Things that might have happened in that last hour: It got more exciting. Statham did in fact take off his top. Those Cirque Du Soleil girls who show up throw leaves at the Mighty Morphin things to confuse them thus allowing Statham to tip them lightly with his boomerang. That's what she said!

Best part: Statham, Ron Perlman and the Eurosaver equivalent of Legolas are walking through the woods when one of them declares: We can't go into Sedgwick forest! Of course not, I thought, Kevin Bacon is hiding in there.

Level of crazy: 7. Turnips and boomerangs and Sedgwicks, oh my.

Croc Your Body

Rogue (2007)

Starring: Anna Paquin, Sam Worthington, Michael Vartan, Radha Mitchell

What's all this then?: After the mediocrity of X-Men: The Last Stand, Rogue (Paquin) goes completely insane and uses her powers to transform herself into a giant murderous crocodile. Now she stalks the Northern Territory of Australia looking for sexy native actors (Mitchell and Worthington) and visiting C-list Americans (Vartan from Alias and stuff) to eat. I choose to believe she's keeping her eye out for Brett Ratner.

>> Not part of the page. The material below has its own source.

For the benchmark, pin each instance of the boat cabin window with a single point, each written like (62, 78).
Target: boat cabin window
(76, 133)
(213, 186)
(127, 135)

Say what?: I had my reservations watching this, seeing as it's by the director of Wolf Creek and all, the one and only film I have ever walked out of. But this one is fun, honest. It's nothing you haven't seen a million times before of course but you'll have a good time seeing who Paquin chomps down next. She's way more fun as a giant murderous crocodile than she is in True Blood.

Reality check: I refuse to believe they have people as hot as Sam Worthington in the Northern Territory. And if they do then I probably should have paid a visit instead of wasting a year advancing my career in Melbourne.

Level of crazy: 6. Giant crocodile, what's not to like?

Friday, October 16, 2009

I think we're on to something Scoob!

The Final Destination in MF-ing 3D (2009)

My hopes for The Final Destination 3D:
1) That the dream I had about this very long, boring scene where Debi Mazar walks to a deli in New York in the dead of night and then nothing happens, actually happens. In Dolby Digital 3D!

2) It finishes with a preview for La Destination Définitive, with the action moving to a winery in Provence where moody French teens smoke cigarettes and throw cutting remarks at one another. The end. In Dolby Digital 3D!

What I thought would actually happen: Boring people I don't care about who I just assume are from Gossip Girl or something die in less interesting ways than they did before. In Dolby Digital 3D!

What actually happened: See above. Directly above - not the interesting stuff, don't be silly.

Best part: I saw this in Kuala Lumpur and it turns out Malaysian audiences don't full-on guffaw at horrible dialogue like I do. It reminded me of the time I went to see The Rules of Attraction in Dublin and felt like a murderer cause I was the only person who laughed at all throughout the whole thing. Others were tutt-ing and tsk-ing.

Other best part: Some guy and this other guy rush into a hospital ward to save this mangled guy, only to find him crawling, bandaged and blood-smeared, across the room. Then a gigantic bath falls on him. The next scene sees the guy and the other guy walking jauntily from the hospital happily declaring: I think we're onto something!!

Level of crazy: It's no My Bloody Valentine 3D. 5.